Background & Summary

Understanding tissue cellular architecture is essential for the characterization and prognostication of disease. Immunohistochemistry (IHC), often used in clinical diagnostic and research workflows, is a technique which allows for the spatially resolved evaluation of, most commonly, a single biomarker. Multiplexed cellular imaging methods similarly allow spatial evaluation of, most commonly, protein expression by single cells in tissue samples1,2,3 with higher marker content and phenotypic determinations. The accurate assessment of cell-based biomarker profiles relies on delineating cellular boundaries, known as cell segmentation, such that the biomarker detection can be attributed to the correct cell. Furthermore, delineating protein expression within cellular compartments can be biologically important (i.e. translocation from cytoplasm to nucleus). While machine learning-based algorithms have shown some success for automating cellular segmentation4, vast amounts of accurate cell annotations are required to train these algorithms, which can be tedious and costly to obtain. While there are publicly available annotated nuclei within hematoxylin and eosin slides5, analogous multiplex fluorescent imaging datasets are rare.

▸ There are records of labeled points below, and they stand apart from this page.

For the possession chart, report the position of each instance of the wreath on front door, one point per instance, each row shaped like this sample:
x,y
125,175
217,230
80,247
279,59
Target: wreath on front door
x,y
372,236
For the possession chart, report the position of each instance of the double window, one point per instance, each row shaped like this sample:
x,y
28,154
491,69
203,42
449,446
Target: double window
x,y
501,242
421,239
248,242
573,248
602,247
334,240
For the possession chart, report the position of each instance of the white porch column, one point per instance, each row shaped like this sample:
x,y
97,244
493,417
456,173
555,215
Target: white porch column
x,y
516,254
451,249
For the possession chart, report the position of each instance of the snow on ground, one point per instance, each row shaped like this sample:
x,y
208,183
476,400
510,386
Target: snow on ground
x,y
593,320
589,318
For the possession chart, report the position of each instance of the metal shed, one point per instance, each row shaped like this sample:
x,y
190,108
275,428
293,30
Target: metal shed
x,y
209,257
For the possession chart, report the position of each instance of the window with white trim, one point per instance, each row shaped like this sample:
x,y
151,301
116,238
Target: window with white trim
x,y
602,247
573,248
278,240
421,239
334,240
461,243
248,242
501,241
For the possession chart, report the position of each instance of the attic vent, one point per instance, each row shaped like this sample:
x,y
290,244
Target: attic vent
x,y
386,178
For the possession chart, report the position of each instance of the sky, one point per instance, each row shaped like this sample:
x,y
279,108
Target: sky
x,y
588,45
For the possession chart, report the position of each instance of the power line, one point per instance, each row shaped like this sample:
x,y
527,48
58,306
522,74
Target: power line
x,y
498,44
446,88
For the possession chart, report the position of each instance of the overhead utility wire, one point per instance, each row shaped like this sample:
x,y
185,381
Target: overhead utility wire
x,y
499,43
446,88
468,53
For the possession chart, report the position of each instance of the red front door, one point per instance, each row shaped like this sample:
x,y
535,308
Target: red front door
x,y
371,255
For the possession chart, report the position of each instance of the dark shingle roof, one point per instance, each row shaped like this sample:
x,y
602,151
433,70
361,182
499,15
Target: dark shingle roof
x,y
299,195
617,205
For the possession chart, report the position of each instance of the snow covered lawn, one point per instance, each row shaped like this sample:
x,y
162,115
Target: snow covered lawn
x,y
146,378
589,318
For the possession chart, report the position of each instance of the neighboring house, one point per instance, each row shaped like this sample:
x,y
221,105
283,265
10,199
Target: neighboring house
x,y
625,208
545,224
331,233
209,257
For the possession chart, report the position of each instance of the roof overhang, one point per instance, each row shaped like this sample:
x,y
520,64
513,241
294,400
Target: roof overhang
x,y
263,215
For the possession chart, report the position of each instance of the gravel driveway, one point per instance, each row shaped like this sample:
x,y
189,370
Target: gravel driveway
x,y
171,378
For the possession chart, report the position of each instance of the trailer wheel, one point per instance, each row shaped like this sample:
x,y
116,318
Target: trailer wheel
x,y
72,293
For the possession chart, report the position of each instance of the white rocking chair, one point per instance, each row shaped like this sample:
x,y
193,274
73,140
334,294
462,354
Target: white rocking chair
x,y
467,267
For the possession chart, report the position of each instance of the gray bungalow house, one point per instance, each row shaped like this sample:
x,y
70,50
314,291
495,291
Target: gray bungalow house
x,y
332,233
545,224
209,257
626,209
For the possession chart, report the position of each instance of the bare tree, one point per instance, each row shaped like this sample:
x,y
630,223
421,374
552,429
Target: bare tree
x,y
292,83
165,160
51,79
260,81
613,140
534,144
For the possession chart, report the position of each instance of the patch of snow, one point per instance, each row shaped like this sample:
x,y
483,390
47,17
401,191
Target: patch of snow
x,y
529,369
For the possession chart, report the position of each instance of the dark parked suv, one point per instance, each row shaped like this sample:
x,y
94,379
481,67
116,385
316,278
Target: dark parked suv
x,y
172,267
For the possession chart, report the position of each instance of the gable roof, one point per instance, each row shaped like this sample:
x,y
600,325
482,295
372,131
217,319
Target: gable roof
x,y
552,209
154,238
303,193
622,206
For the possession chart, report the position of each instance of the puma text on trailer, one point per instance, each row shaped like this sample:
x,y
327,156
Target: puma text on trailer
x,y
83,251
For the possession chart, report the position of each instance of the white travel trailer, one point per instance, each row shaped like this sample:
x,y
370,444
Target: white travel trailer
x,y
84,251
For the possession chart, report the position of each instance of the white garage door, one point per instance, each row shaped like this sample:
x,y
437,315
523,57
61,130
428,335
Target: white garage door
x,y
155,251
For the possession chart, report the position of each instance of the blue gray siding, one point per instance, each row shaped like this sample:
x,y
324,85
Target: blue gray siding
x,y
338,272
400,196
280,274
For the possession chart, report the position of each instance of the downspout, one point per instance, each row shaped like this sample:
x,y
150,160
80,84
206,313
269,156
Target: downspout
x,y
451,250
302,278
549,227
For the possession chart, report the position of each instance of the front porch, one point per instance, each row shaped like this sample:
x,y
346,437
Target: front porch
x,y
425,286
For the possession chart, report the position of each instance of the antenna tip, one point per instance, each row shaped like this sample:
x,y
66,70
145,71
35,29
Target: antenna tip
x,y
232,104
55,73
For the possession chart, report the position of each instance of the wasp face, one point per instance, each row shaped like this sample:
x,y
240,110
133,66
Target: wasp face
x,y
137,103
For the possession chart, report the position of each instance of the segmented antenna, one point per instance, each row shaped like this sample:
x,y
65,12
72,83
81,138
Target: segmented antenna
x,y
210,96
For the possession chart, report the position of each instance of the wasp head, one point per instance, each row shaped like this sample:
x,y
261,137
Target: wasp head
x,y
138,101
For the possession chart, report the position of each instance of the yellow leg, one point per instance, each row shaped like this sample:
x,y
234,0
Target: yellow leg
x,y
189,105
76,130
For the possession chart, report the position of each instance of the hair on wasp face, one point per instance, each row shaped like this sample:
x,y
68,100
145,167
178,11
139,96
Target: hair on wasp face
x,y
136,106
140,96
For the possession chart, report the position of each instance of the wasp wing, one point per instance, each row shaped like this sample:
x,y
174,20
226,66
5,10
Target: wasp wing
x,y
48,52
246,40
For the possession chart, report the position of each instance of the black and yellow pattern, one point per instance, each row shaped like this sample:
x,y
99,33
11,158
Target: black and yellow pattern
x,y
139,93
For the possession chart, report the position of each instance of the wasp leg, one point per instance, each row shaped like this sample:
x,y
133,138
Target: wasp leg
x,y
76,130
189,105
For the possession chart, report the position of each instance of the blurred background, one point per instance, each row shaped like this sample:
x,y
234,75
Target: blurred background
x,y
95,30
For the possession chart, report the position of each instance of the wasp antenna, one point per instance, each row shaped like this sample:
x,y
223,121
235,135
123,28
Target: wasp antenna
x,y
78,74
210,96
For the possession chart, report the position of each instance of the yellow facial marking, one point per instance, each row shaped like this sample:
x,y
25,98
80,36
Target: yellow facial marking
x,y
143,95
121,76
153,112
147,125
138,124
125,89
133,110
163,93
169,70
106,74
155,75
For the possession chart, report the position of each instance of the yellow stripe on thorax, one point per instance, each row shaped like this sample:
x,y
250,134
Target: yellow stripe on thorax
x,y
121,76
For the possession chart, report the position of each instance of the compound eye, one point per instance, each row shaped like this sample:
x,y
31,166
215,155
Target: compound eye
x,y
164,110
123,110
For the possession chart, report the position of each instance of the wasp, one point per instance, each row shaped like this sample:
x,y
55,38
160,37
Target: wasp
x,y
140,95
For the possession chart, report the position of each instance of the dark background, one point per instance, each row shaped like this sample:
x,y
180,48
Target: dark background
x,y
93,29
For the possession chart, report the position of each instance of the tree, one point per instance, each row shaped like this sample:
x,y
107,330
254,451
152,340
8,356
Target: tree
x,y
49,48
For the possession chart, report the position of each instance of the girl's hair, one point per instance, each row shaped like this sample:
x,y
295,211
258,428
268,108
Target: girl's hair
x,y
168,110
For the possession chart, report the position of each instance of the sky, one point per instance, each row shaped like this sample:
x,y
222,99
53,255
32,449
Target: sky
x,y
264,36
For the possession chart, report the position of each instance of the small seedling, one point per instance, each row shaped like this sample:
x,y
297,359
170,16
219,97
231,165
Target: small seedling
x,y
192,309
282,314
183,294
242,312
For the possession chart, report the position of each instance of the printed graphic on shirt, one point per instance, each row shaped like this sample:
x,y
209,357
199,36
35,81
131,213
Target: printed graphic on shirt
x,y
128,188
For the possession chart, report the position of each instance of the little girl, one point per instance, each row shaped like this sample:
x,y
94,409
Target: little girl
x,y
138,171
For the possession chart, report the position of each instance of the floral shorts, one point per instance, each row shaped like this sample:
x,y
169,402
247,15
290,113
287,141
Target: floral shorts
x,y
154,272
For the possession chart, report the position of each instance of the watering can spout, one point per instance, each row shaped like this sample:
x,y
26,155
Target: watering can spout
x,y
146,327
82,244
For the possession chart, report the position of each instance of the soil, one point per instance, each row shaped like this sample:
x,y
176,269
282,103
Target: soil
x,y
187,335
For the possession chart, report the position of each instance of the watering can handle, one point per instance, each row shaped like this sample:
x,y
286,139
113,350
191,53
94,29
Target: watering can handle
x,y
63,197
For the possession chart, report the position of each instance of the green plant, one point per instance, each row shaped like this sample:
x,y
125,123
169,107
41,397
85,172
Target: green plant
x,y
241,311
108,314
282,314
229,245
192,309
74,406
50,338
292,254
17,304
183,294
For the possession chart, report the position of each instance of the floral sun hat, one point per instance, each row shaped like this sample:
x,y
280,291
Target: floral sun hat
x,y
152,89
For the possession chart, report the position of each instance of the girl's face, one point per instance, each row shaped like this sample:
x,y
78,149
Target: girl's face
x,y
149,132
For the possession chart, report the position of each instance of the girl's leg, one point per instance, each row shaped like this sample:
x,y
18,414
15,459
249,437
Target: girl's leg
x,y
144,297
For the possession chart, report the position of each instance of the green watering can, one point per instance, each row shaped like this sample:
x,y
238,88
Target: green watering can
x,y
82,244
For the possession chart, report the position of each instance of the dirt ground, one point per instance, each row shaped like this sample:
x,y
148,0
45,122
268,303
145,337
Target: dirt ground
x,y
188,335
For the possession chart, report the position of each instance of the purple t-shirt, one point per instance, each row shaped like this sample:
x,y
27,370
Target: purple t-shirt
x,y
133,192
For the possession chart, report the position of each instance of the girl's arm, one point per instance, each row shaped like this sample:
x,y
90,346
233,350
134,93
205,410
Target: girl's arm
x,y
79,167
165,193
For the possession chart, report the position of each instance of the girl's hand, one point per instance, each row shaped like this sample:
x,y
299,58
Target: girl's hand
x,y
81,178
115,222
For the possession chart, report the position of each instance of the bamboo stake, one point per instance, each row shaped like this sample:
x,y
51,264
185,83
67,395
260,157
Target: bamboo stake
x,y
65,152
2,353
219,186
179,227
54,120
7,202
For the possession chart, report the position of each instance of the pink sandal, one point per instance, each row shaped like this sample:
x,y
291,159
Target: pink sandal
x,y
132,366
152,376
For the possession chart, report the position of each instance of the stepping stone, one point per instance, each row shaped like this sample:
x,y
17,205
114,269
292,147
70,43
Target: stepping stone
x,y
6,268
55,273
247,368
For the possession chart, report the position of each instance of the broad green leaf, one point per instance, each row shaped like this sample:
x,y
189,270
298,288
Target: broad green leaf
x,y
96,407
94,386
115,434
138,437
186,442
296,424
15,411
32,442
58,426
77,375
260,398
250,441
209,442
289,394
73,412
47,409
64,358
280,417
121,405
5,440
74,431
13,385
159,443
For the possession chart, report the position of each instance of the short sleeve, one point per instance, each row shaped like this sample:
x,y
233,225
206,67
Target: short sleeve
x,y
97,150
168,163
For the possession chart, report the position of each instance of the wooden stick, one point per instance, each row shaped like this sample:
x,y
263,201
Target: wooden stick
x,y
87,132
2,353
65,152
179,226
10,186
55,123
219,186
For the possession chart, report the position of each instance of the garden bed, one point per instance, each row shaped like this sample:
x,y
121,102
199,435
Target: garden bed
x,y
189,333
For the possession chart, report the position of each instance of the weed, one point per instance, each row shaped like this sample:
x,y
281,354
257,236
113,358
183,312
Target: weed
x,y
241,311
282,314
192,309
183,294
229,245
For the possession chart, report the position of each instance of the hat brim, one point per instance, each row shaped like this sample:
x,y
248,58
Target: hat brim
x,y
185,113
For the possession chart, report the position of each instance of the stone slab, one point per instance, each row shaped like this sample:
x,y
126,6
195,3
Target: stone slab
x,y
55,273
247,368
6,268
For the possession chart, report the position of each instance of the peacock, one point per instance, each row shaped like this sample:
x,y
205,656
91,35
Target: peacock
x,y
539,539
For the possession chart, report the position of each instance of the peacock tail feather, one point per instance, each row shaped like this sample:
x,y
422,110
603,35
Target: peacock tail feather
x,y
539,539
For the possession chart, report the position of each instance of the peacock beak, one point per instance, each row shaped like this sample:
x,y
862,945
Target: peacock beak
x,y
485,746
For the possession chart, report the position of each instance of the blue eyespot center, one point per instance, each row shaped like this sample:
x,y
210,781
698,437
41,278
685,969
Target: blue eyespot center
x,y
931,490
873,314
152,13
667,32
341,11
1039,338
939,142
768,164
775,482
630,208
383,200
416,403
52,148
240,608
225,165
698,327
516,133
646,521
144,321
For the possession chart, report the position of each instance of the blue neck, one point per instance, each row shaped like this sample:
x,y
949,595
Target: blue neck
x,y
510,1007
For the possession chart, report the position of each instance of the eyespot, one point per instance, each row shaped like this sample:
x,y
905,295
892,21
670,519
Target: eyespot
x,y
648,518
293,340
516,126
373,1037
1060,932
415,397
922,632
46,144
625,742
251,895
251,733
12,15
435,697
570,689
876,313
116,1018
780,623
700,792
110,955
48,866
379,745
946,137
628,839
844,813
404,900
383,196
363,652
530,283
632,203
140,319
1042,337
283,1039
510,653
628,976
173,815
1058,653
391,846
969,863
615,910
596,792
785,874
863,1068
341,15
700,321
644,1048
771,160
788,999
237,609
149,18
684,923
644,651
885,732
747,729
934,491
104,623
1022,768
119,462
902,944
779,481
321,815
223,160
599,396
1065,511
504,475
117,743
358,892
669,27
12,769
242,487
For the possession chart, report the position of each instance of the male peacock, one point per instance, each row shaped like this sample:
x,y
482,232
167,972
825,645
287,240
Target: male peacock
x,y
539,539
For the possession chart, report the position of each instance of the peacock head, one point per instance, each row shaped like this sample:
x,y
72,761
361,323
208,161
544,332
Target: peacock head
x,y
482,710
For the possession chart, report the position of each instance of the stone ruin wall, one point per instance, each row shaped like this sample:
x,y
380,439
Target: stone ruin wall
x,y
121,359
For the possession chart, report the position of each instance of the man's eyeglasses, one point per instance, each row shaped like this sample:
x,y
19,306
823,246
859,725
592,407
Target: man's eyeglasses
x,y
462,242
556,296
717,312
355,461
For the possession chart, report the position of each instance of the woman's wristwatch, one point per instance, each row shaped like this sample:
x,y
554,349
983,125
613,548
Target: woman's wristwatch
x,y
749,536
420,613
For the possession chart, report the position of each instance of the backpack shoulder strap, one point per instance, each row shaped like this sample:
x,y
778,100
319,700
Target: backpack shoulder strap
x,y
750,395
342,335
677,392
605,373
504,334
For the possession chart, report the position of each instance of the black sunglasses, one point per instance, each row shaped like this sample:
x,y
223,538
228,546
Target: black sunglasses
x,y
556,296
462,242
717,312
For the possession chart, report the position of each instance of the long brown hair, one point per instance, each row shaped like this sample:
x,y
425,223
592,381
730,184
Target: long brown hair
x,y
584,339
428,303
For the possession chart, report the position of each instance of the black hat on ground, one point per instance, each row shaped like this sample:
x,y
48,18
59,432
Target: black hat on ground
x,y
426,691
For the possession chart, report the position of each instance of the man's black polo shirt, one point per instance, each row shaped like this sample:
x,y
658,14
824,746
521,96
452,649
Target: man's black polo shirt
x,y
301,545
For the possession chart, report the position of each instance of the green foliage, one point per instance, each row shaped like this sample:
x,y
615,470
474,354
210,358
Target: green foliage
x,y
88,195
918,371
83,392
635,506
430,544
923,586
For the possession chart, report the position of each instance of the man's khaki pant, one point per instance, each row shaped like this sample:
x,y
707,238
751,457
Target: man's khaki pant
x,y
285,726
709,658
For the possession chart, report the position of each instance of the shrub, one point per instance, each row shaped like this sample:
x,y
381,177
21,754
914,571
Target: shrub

We fill this gap by providing manual cell annotations, which are modifiable, across many cancer types spanning solid tumor and hematolymphoid as well as normal lymph node and tonsil tissue (Fig. 1). We provide annotations spanning 3 imaging platforms and over 40 antibody markers to assist in building and benchmarking segmentation algorithms robust against multiplex staining and detection methods (Table 1). Both whole cell and nuclear annotations are provided to allow for more granular segmentation of cellular compartments. To account for variation in imaging platforms, we provide annotations on tissue acquired via sequential immunofluorescence (IF) with unmixing (via Akoya Vectra 3.0), sequential IF with narrowband capture (via Ultivue InSituPlex with Zeiss Axioscan image capture) and cyclical IF with narrowband capture (via Akoya CODEX). While advantages and disadvantages of these platforms are described elsewhere6, differences in staining and scanning technologies can introduce small morphological differences in digitized images which segmentation algorithms need to be robust against.

Fig. 1
figure 1

(A) Cellular annotation is performed starting from pathology slides which have been stained for a variety of markers with multiplexed imaging platforms. The images are then annotated and reviewed by 2 pathologists to create consensus annotations. (B) Data summary stratified by multiplexed imaging platform.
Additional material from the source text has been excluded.